Beyond Scalars: Concept-Based Alignment Analysis in Vision Transformers

Vision transformers (ViTs) can be trained using various learning paradigms, from fully supervised to self-supervised. Diverse training protocols often result in significantly different feature spaces, which are usually compared through alignment analysis. However, current alignment measures quantify this relationship in terms of a single scalar value, obscuring the distinctions between common and unique features in pairs of representations that share the same scalar alignment. We address this limitation by combining alignment analysis with concept discovery, which enables a breakdown of alignment into single concepts encoded in feature space. This fine-grained comparison reveals both universal and unique concepts across different representations, as well as the internal structure of concepts within each of them. Our methodological contributions address two key prerequisites for concept-based alignment: 1) For a description of the representation in terms of concepts that faithfully capture the geometry of the feature space, we define concepts as the most general structure they can possibly form - arbitrary manifolds, allowing hidden features to be described by their proximity to these manifolds. 2) To measure distances between concept proximity scores of two representations, we use a generalized Rand index and partition it for alignment between pairs of concepts. We confirm the superiority of our novel concept definition for alignment analysis over existing linear baselines in a sanity check. The concept-based alignment analysis of representations from four different ViTs reveals that increased supervision correlates with a reduction in the semantic structure of learned representations.
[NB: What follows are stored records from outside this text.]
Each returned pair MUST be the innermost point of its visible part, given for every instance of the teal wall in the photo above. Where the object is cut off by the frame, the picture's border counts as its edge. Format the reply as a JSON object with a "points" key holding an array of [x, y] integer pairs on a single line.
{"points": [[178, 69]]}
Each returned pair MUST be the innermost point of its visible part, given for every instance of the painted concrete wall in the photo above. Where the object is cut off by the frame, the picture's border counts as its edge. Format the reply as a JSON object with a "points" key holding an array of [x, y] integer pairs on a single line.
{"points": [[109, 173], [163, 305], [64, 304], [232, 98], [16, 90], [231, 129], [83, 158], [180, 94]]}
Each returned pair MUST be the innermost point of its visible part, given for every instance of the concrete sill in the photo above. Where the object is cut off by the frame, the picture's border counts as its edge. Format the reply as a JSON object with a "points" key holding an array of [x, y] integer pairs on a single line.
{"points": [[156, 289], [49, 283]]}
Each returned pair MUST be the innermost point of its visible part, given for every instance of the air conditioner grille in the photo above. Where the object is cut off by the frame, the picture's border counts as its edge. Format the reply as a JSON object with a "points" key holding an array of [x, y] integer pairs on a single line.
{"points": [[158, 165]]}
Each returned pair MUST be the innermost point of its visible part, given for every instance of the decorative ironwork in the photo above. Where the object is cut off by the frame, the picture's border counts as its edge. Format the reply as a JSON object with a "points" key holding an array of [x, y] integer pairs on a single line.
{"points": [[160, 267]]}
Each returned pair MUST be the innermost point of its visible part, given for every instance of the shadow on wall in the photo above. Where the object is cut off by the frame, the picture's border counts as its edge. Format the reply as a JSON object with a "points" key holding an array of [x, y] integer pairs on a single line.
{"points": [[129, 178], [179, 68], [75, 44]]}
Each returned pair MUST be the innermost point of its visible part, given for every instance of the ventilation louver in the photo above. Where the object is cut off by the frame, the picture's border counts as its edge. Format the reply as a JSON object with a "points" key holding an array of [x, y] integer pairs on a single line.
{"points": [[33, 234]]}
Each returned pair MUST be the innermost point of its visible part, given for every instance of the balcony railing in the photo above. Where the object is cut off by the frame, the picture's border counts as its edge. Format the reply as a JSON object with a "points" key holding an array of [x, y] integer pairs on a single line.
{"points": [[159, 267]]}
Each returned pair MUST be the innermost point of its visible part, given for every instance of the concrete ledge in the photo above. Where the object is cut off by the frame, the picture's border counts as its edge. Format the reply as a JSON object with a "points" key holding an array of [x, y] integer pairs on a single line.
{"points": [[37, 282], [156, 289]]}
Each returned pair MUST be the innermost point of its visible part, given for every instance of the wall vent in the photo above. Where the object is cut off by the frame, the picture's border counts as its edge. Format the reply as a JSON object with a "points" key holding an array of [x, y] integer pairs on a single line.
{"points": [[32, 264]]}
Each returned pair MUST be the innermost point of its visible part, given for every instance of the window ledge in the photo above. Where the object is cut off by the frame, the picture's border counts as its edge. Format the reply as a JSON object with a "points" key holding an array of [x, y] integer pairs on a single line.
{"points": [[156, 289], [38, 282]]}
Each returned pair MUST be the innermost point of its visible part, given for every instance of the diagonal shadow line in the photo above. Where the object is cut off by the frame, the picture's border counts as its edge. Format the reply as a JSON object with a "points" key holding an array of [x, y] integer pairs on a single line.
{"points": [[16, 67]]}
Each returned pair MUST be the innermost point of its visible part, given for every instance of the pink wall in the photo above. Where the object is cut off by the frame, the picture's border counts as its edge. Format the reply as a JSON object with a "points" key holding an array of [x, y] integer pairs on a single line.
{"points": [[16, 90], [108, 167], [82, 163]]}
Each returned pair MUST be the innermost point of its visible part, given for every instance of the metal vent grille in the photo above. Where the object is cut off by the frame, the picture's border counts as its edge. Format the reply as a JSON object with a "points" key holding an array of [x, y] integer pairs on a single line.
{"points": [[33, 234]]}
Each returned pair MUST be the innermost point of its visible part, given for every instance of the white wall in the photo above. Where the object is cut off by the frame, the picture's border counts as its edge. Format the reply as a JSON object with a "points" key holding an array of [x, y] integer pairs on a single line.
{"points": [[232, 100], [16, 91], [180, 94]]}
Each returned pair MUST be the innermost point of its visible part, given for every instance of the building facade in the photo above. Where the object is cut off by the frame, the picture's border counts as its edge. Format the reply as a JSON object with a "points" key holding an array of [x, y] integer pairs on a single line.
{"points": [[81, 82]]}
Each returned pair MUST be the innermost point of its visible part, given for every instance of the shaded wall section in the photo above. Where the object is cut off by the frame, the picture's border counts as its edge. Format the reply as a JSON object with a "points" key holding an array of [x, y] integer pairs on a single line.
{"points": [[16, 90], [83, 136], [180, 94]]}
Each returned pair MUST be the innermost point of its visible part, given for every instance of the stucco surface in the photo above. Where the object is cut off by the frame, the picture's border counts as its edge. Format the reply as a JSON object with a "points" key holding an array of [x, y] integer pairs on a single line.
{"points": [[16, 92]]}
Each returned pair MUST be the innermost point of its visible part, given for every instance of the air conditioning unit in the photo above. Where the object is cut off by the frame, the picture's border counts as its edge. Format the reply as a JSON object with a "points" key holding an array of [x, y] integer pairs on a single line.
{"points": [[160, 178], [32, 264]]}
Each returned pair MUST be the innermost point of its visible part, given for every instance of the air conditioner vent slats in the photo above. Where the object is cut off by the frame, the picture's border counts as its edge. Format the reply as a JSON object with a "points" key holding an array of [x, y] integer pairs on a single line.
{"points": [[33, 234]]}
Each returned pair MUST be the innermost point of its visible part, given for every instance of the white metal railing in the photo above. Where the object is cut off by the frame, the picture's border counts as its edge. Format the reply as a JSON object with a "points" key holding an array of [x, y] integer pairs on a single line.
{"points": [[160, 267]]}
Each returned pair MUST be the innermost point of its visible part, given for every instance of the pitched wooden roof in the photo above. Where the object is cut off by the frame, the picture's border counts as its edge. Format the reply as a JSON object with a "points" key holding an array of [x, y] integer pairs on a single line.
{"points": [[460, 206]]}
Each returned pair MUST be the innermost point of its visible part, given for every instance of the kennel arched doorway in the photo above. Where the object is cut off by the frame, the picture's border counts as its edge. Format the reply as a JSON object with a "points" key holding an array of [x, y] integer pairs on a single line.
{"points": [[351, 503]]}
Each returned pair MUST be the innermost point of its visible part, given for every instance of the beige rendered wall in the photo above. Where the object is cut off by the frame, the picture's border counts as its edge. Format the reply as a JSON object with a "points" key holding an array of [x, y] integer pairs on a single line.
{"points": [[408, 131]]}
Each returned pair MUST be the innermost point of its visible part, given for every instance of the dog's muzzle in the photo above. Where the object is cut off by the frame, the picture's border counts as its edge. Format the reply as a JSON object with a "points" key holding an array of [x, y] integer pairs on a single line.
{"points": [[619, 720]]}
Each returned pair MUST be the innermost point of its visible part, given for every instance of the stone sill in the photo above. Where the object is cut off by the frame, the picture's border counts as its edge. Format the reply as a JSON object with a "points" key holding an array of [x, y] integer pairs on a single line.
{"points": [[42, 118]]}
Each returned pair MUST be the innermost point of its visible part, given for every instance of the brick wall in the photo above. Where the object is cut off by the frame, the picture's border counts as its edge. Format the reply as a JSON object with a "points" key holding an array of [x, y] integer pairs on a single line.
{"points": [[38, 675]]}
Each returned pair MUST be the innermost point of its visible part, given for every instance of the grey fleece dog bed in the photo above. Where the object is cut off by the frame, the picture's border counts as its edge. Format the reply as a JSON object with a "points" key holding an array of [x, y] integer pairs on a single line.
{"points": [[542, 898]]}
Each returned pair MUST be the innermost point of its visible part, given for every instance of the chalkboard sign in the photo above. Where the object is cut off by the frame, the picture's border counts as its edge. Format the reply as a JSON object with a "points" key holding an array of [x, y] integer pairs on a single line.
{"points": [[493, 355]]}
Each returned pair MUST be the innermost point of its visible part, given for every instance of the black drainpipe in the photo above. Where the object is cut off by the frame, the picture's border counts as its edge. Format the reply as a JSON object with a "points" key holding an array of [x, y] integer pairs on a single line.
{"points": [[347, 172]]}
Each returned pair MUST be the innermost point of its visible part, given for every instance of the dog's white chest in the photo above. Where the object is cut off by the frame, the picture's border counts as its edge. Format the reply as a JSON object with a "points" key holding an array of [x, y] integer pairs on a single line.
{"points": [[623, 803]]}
翻译：视觉Transformer（ViTs）可通过多种学习范式进行训练，从全监督到自监督。不同的训练协议通常会产生显著不同的特征空间，这些特征空间通常通过对齐分析进行比较。然而，当前的对齐度量仅以单一标量值量化这种关系，这掩盖了共享相同标量对齐的表示对中共同特征与独特特征之间的差异。我们通过将对齐分析与概念发现相结合来解决这一局限，从而将对齐分解为特征空间中编码的单个概念。这种细粒度比较揭示了不同表示之间的通用概念和独特概念，以及每个表示内部的概念结构。我们的方法贡献解决了基于概念的对齐的两个关键前提：1）为了用忠实捕捉特征空间几何结构的概念来描述表示，我们将概念定义为它们可能形成的最一般结构——任意流形，允许隐藏特征通过其与这些流形的接近度来描述。2）为了测量两个表示的概念接近度得分之间的距离，我们使用广义兰德指数并将其划分为概念对之间的对齐。在合理性检验中，我们证实了这种新颖的概念定义在对齐分析中优于现有的线性基线。对四种不同ViT表示的概念对齐分析表明，监督程度的增加与学习表示的语义结构简化相关。